9. Analyse chromatique :

Il y a une opposition entre les couleurs sombres et les claires. L’ensemble du tableau est brun, gris, noir et beige. Mais s’en détachent l’ocre et le groupe tricolore bleu-blanc-rouge.

L’ocre jaune pâle de la robe de la Liberté est une couleur neutre, intermédiaire, couleur de terre, qui traduit ici l’origine modeste du personnage. Elle est d’abord une fille du peuple, et ce qui compte c’est moins elle-même que le drapeau qu’elle brandit.

Les trois couleurs “bleu-blanc-rouge” se retrouvent plusieurs fois sur la toile, en plus du drapeau, et attirent l’œil. Le blanc figure dans la chemise du cadavre, dans les écharpes du jeune garçon aux pistolets et de l’ouvrier au sabre, ainsi qu’à la bordure de la robe de la Liberté. Le blessé central porte une chemise bleue et une ceinture rouge. Enfin, le ciel contient des touches estompées des trois couleurs.

10. Charpente et style :

La composition du tableau est dynamisée non seulement par les contrastes de couleurs, mais aussi par les oppositions de lignes verticales (bras et armes levés, tours de la cathédrale) et horizontales (corps couchés) ainsi que la netteté des personnages individualisés opposée au flou de la multitude. La Liberté se trouve encadrée dans une pyramide dont la base part des cadavres du premier plan et monte jusqu’au drapeau qui occupe la place centrale en haut de la toile. Par conséquent, le bonnet phrygien et le drapeau sont au-dessus de la mêlée — ce qui symbolise un mouvement vers le ciel, vers l’Idéal.

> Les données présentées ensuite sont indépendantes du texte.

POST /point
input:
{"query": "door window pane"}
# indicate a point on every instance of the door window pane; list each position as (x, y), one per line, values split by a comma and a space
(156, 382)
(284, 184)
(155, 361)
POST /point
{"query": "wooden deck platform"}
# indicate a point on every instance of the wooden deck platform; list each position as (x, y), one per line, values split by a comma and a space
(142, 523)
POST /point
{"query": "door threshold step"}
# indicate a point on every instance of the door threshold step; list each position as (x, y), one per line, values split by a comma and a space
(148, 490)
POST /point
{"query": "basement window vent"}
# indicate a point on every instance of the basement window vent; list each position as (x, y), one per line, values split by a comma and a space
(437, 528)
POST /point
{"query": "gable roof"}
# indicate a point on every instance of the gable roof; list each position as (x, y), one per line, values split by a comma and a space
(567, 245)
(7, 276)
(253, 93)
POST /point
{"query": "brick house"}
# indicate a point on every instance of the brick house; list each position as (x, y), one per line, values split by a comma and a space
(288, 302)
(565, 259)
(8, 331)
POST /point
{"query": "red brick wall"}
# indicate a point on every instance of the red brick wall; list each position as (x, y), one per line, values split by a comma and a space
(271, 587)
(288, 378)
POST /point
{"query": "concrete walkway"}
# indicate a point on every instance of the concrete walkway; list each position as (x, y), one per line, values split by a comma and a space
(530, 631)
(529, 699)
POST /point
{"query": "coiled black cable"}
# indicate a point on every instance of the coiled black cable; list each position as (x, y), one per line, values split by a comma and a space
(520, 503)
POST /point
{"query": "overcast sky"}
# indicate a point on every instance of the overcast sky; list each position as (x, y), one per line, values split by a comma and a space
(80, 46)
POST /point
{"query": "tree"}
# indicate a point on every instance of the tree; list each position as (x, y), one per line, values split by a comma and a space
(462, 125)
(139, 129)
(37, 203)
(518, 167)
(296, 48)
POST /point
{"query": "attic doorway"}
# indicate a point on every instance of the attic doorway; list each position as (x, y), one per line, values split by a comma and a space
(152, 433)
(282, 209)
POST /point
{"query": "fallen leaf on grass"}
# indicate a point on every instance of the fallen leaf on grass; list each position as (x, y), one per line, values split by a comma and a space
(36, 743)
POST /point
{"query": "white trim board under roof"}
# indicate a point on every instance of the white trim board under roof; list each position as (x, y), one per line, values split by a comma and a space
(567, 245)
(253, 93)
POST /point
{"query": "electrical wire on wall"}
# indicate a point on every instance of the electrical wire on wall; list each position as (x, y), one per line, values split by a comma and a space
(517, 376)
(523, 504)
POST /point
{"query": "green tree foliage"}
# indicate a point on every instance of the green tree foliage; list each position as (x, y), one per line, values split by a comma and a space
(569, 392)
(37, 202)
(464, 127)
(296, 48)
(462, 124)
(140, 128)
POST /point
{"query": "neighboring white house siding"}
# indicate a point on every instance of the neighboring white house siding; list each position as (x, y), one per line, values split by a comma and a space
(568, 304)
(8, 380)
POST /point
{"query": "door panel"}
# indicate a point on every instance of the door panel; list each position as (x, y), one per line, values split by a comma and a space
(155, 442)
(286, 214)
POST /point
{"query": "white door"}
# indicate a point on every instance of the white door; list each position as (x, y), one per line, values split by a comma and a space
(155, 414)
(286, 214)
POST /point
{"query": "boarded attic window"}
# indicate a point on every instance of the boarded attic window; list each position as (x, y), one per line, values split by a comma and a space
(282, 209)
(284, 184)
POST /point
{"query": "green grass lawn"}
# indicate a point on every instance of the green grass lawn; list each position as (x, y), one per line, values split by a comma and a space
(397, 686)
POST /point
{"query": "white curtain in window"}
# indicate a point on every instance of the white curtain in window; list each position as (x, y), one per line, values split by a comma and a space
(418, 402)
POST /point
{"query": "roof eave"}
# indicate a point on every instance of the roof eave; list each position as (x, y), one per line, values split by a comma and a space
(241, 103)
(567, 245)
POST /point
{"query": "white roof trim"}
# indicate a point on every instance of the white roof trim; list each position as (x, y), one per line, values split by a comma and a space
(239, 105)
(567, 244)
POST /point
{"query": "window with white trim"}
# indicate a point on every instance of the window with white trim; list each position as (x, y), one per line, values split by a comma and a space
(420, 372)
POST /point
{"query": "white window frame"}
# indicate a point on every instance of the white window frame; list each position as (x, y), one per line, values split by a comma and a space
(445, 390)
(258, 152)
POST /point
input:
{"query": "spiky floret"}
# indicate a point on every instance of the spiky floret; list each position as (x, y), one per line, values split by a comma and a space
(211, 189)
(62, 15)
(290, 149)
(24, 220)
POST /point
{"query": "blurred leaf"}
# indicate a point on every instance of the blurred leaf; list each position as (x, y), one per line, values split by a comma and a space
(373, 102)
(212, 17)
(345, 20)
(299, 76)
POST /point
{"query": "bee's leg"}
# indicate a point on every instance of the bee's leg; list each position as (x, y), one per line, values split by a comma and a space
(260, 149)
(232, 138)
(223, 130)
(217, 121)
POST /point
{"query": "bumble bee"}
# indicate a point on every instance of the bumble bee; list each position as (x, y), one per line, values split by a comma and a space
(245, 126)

11. Synthèse : Cette toile est une allégorie, mais ce qui est intéressant c’est que la Liberté est incarnée par une jeune femme — seul personnage féminin de cette scène — qui a l’air “ordinaire”, mais qui est transcendée par l’idéal qu’elle représente. D’autre part, elle est secondée par un jeune garçon. Tous deux symbolisent l’avenir : idée que le peintre assume totalement en se représentant à leurs côtés.

Décriée lors de l’exposition du tableau au public en 1831, la jeune femme-Liberté est devenue un emblème de la République Française sous forme de timbres-poste, à la fin des années du “Franc” !

Hommage à Paris et hommage à la Liberté : un dessin inspiré du tableau de Delacroix a été déposé Place de la République en novembre 2015, après les attentats perpétrés dans la capitale française.

Place de la République-nov-2015

N.B. En janvier 2020, j’ai vu sur un mur du restaurant La Liguria à Santiago du Chili un tableau inspiré de celui de Delacroix. Mais je ne sais pas quel combat est représenté.